Contrairement à ce que dit le président de la FNSEA, Xavier Beulin, la seule intervention européenne ne suffit pas. L’Europe devrait exiger en contrepartie une réorientation des filières et la baisse des productions en commençant par les plus gros élevages. Il ne s’agit pas d’accélérer l’installation de fermes-usines, comme on le souhaite à la FNSEA. Il ne s’agit pas de mettre de l’argent public pour dégager temporairement le marché et se retrouver dans un an avec la même problématique. Il faut désintensifier l’agriculture. Le système de développement breton ultra productiviste a mis l’agriculture dans le mur.
Nous préparons une série d’action à travers la France, notamment des marches qui remonteront jusqu’à Bruxelles où on manifestera le 7 septembre, jour de la réunion du Conseil européen de l’agriculture, avec nos partenaires européens, Via Campesina Europe et l’organisation européenne des producteurs de lait.

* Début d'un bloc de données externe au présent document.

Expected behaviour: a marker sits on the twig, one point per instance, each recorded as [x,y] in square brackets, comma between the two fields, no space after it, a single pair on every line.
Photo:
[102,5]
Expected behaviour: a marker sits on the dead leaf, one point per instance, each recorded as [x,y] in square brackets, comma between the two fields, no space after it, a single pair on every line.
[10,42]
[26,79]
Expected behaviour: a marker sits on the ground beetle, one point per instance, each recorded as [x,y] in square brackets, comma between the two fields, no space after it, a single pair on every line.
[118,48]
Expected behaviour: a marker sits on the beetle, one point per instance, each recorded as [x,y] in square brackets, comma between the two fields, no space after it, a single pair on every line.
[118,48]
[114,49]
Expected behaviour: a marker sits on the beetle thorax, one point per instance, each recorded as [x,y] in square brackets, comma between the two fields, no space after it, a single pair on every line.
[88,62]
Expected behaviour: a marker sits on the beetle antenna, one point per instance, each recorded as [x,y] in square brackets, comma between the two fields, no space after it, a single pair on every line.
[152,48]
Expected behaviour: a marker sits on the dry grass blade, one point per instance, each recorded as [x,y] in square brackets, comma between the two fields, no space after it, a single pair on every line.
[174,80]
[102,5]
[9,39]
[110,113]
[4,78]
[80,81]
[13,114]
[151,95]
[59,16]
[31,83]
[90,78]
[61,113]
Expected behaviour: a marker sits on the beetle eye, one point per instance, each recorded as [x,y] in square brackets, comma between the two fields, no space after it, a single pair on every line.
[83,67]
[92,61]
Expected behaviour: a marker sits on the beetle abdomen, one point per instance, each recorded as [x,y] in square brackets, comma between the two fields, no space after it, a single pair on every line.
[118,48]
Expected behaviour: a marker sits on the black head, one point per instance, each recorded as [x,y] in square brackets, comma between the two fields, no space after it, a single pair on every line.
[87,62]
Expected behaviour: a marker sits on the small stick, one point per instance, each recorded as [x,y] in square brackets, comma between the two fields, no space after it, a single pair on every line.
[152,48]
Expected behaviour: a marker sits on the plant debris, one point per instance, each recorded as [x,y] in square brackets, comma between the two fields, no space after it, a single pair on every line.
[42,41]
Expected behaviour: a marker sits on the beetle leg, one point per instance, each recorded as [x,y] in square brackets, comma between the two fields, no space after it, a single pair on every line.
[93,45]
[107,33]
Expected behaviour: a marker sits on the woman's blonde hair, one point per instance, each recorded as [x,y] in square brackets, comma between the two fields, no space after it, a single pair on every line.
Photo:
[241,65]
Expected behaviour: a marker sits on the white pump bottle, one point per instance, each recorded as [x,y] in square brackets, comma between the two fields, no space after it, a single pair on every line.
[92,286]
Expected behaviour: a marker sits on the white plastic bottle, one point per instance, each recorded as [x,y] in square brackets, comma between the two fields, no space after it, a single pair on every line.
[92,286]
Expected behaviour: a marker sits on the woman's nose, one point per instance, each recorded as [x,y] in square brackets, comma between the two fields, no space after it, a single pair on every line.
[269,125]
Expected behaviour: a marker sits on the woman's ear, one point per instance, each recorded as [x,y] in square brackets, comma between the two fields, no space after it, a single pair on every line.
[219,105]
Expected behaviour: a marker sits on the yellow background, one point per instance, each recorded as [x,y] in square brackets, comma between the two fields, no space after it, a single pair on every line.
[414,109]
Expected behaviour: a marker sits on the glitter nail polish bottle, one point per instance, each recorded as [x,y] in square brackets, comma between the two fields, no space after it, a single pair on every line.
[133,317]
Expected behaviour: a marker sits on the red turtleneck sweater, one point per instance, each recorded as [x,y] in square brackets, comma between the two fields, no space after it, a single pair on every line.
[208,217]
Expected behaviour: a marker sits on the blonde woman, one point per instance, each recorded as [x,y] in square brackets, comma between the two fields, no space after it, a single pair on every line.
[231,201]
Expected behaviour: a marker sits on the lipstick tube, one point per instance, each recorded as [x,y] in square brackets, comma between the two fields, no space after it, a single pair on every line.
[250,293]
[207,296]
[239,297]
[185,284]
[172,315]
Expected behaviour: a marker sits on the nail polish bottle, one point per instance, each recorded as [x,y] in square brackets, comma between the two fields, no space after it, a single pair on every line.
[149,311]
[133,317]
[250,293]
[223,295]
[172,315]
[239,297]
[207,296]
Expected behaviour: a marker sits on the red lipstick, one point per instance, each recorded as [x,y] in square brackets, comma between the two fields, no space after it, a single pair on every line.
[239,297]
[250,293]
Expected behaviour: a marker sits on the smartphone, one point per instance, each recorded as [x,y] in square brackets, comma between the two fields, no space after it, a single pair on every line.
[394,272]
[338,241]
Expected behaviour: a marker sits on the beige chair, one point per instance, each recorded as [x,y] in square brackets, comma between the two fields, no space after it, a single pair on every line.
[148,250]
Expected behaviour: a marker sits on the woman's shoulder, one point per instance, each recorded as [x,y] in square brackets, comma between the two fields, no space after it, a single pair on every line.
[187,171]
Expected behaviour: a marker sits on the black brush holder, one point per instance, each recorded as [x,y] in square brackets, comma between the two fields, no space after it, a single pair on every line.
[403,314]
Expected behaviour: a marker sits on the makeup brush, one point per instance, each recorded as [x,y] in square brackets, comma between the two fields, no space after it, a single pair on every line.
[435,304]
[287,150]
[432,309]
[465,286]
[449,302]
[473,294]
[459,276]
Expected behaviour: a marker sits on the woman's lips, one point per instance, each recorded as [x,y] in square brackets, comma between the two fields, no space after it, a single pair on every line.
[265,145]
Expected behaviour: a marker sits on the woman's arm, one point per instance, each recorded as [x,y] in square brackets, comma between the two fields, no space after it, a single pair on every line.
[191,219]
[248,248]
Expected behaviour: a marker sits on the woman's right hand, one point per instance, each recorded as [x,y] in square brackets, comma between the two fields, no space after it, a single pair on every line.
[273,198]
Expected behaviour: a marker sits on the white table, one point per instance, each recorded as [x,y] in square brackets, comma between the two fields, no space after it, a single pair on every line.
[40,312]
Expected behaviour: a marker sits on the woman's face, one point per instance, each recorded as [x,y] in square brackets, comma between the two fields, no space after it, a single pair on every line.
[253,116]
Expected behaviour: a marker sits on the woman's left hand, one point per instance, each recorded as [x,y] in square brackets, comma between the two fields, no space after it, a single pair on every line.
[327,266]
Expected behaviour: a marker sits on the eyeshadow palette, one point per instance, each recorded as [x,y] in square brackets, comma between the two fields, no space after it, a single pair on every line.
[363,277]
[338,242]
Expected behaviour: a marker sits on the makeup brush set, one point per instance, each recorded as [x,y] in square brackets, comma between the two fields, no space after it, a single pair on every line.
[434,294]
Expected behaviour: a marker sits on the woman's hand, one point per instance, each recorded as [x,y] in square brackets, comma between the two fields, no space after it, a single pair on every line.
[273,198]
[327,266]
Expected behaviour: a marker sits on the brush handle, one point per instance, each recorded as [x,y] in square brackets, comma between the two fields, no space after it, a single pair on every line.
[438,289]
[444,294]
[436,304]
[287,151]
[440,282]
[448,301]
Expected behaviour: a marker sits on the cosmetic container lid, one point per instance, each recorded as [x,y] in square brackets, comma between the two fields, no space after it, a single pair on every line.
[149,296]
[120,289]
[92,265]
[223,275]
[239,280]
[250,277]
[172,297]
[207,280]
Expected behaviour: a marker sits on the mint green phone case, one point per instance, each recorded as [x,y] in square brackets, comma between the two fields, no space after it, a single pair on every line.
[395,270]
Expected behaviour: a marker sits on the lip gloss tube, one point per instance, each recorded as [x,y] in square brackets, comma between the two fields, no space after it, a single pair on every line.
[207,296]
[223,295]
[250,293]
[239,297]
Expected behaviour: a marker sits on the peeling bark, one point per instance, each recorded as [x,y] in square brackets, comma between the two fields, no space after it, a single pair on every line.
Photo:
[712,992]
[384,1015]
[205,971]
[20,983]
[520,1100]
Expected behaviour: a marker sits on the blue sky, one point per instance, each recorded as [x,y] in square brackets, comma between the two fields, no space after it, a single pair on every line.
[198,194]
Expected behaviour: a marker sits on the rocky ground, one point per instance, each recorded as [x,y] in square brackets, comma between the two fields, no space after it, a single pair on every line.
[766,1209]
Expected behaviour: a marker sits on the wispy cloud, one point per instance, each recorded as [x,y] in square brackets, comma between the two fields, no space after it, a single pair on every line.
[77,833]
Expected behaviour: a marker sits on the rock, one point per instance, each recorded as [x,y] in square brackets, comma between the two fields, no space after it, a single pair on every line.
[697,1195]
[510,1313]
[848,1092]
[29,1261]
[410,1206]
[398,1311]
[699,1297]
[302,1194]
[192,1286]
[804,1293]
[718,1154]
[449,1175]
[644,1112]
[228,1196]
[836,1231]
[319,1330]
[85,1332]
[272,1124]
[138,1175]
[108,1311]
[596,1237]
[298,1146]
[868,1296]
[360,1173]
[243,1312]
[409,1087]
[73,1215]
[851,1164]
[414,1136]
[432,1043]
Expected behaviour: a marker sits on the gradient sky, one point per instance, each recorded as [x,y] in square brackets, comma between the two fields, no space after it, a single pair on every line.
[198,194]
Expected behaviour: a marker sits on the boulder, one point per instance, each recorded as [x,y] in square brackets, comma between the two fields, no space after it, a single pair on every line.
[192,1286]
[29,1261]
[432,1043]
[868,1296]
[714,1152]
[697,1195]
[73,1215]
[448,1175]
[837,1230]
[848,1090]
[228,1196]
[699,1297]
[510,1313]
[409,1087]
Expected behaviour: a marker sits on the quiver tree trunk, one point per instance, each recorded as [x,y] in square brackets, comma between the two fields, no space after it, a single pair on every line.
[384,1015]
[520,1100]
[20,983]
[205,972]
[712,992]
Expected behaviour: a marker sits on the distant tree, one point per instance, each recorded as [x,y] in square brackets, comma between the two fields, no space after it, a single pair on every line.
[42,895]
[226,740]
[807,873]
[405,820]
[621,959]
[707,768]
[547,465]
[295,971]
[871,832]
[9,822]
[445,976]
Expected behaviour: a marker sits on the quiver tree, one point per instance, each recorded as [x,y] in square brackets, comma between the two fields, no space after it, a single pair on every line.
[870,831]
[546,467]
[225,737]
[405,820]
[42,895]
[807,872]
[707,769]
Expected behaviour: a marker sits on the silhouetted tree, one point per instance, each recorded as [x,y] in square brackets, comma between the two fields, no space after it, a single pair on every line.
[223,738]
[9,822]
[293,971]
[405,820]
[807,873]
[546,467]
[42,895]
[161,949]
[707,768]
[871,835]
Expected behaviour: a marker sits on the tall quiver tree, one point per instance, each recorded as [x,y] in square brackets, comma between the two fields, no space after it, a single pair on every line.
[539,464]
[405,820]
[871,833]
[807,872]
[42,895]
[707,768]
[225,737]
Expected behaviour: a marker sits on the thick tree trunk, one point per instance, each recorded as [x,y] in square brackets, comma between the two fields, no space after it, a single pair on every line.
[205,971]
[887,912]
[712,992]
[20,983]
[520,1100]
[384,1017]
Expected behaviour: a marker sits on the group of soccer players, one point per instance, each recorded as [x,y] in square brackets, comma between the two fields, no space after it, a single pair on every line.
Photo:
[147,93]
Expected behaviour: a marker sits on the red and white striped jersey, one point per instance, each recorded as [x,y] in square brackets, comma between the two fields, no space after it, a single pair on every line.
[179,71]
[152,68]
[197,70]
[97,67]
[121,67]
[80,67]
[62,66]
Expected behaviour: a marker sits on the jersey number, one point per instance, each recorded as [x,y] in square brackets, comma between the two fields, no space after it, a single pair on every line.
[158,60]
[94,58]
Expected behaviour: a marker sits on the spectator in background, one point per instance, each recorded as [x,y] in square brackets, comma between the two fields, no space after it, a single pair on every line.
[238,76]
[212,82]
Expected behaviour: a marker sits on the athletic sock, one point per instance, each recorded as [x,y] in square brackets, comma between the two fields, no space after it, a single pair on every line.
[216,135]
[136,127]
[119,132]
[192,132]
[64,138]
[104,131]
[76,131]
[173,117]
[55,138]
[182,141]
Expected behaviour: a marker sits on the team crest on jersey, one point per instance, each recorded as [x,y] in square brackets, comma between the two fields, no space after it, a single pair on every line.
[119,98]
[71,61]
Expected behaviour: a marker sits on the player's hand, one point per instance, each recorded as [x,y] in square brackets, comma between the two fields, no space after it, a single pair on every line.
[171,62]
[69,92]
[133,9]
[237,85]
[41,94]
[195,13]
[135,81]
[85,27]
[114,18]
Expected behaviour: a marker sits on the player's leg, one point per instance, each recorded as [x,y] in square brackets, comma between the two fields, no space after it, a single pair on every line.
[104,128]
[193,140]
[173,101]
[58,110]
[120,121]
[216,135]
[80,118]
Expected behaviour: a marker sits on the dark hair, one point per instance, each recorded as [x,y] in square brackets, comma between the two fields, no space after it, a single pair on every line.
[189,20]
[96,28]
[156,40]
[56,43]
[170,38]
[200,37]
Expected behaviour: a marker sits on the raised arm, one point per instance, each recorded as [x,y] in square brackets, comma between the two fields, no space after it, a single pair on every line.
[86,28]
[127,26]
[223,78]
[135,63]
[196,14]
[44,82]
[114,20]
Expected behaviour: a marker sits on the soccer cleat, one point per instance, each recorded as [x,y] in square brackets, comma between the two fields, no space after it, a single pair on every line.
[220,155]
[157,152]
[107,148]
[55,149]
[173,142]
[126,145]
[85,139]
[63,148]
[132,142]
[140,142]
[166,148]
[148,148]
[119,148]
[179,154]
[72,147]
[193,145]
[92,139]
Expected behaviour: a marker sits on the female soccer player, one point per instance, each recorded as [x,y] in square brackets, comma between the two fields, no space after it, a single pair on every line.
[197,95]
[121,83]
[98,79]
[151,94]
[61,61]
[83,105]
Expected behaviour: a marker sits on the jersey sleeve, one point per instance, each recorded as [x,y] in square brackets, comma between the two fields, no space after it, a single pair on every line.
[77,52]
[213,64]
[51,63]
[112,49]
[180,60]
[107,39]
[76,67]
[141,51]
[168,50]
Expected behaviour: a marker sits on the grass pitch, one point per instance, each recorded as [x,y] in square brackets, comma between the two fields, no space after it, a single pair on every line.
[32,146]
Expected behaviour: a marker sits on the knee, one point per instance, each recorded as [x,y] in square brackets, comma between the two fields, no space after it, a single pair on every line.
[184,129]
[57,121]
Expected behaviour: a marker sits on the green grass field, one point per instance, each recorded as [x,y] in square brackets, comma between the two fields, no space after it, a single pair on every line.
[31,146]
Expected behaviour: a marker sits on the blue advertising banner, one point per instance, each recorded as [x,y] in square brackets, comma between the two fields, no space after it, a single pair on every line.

D’ici le 7 septembre, nous demanderons aux départements d’agir dans des actions pédagogiques et pas des actions de blocages dont la FNSEA a du mal à sortir.
Nous interpellerons les candidats aux élections régionales sur l’agriculture locale et l’investissement sur des outils collectifs de transformation, petites laiteries, etc., pour permettre à des paysans de se regrouper et servir les collectivités. Nous défendrons le principe de la maîtrise de la production en diminuant les volumes mis sur le marché, de la réorganisation de la production et de la réorienter sur des créneaux de qualité et de haut de gamme.